2) Was this a telephone or online poll? It could be either, because Populus regularly conduct polls by both methods. If it was a telephone poll, this would be the biggest moment of the campaign so far, suggesting that the Yes campaign are on the brink of victory. Even if it was an online poll (which is probably the more likely scenario), it would mean that Populus are very much slotting in at the Yes-friendly end of the spectrum, and would replicate the last Panelbase poll which also put Yes at 46%.
3) Is the fieldwork bang up to date? If so, it might be another straw in the wind suggesting that the impact of the European elections was positive for Yes (although we can't possibly know that for sure until one of the more regular pollsters put in another appearance).

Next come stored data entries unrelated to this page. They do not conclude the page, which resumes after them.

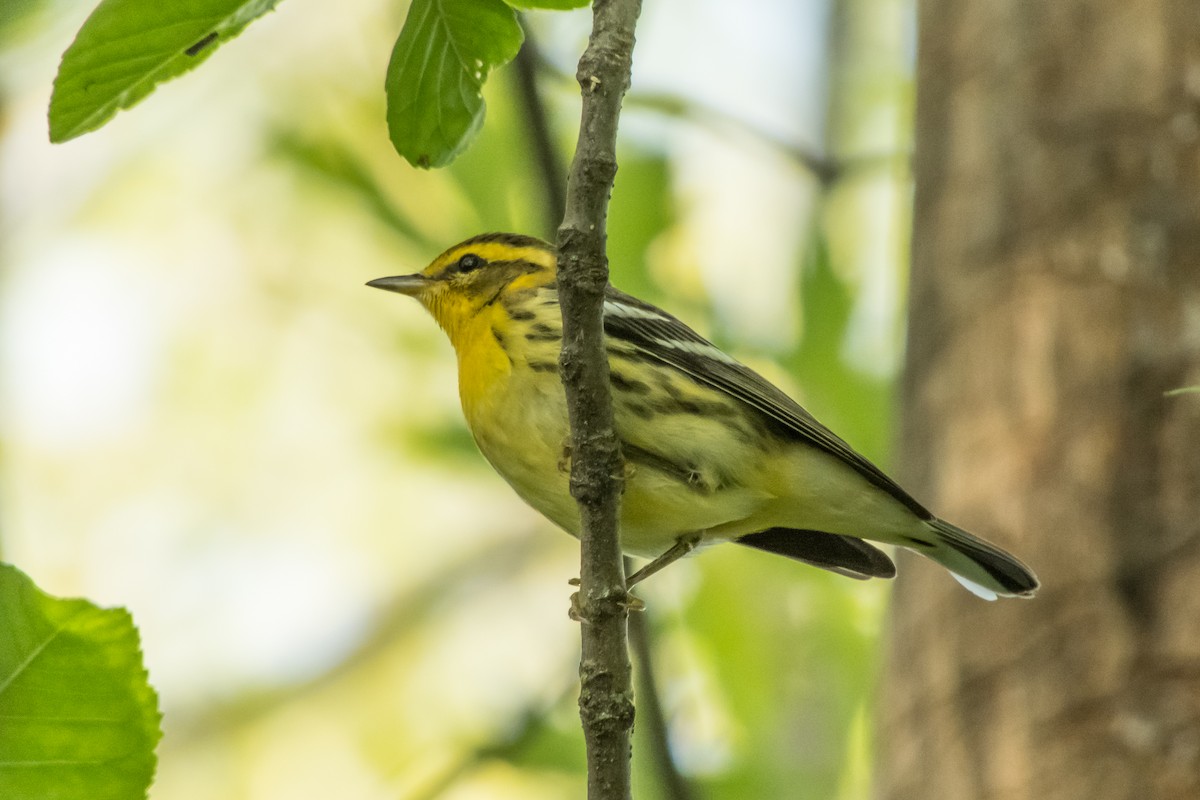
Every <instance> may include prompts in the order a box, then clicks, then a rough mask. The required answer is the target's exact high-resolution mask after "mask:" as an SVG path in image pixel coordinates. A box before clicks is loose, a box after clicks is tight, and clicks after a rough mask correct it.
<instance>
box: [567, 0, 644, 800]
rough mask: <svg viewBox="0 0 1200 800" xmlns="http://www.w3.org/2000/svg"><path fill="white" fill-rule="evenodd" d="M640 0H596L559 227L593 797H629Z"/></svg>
mask: <svg viewBox="0 0 1200 800" xmlns="http://www.w3.org/2000/svg"><path fill="white" fill-rule="evenodd" d="M641 6H642V4H641V0H595V2H594V4H593V17H592V36H590V37H589V40H588V47H587V49H586V50H584V52H583V56H582V58H581V59H580V68H578V72H577V73H576V77H577V78H578V82H580V88H581V89H582V94H583V113H582V116H581V120H580V139H578V145H577V146H576V150H575V158H574V161H572V162H571V170H570V178H569V180H568V185H566V210H565V215H564V217H563V224H562V227H560V228H559V229H558V242H557V243H558V264H559V272H558V289H559V302H560V303H562V309H563V351H562V355H560V357H559V366H560V368H562V373H563V385H564V386H565V390H566V407H568V414H569V416H570V421H571V495H572V497H574V498H575V500H576V501H577V503H578V506H580V540H581V559H580V561H581V564H580V593H578V601H577V603H576V607H575V608H576V612H577V614H578V616H580V619H581V621H582V625H581V630H582V656H581V658H580V681H581V688H580V718H581V721H582V723H583V740H584V742H586V746H587V756H588V798H589V799H590V800H601V799H602V800H628V799H629V798H630V732H631V730H632V727H634V699H632V686H631V674H630V673H631V669H630V664H629V651H628V646H626V640H625V619H626V616H628V602H629V595H628V594H626V591H625V575H624V570H623V569H622V559H620V545H619V541H618V539H617V521H618V513H619V500H620V489H622V486H623V482H624V481H623V471H624V464H623V461H622V457H620V446H619V444H618V441H617V435H616V433H614V432H613V416H612V397H611V396H610V387H608V360H607V357H606V355H605V347H604V327H602V324H601V307H602V303H604V293H605V288H606V287H607V284H608V264H607V259H606V258H605V237H606V219H607V211H608V196H610V193H611V192H612V184H613V179H614V178H616V175H617V121H618V118H619V115H620V100H622V97H623V96H624V94H625V90H626V89H628V88H629V74H630V67H631V62H632V50H634V29H635V26H636V24H637V16H638V13H640V12H641Z"/></svg>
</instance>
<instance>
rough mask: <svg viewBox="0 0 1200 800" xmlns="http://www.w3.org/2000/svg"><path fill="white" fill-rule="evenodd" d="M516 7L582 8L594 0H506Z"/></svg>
mask: <svg viewBox="0 0 1200 800" xmlns="http://www.w3.org/2000/svg"><path fill="white" fill-rule="evenodd" d="M504 1H505V2H506V4H509V5H510V6H512V7H514V8H550V10H551V11H569V10H571V8H582V7H583V6H586V5H588V4H590V2H592V0H504Z"/></svg>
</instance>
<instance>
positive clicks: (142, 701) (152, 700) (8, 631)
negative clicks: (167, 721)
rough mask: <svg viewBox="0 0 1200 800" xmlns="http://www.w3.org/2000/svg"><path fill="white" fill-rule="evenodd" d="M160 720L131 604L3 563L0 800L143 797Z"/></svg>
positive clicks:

As long as there was no funny business with this poll, and assuming it is a genuine referendum poll (ie. not a proxy question that actually asks about something slightly different, or a hypothetical question about how people would vote in certain circumstances), then I'll be adding it to the Poll of Polls, because Populus are members of the British Polling Council. However, I won't be able to do it until we get the headline numbers in the morning.
UPDATE : Alas, it appears this was merely the results from the Scottish subsample of a GB-wide poll - the one obvious possibility I didn't consider. Looks like a false alarm, although it'll still be interesting to see what the sample size in Scotland was, what the exact question was, and whether the fieldwork was online or conducted by telephone.
UPDATE 2 : It's just been pointed out to me that the GB-wide sample for the poll is an unusually high 6000, which means that the Scottish sample is likely to be big enough to be statistically credible - as long as it was properly weighted. We'll probably have to wait a while to find out whether it was. Sorry for the confusion, but this is as clear as mud at the moment!
UPDATE 3 : The No camp's embarrassment of a campaign chief Blair McDougall is doing his customary trolling routine on Twitter -
"Interesting to see which populus poll the SNP talking about. The one I've seen doesn't actually ask voting intention."
Which is highly likely in a GB-wide poll, because English and Welsh respondents can hardly be asked for their voting intention. However, it's perfectly clear from the report in the Financial Times that some kind of question approximating to yes/no for independence (or for "staying in the union") was asked, which means that it's a hell of a lot closer to being a voting intention poll than the absurd poll about youth finances a week or two back (which may even have been conducted via Survey Monkey!) which McDougall was happy to claim indicated opposition to independence.
It looks like I won't be able to add this poll to the Poll of Polls, but if by any chance it turns out to be a weighted sample of about 500 people in Scotland, it's still a pretty significant result.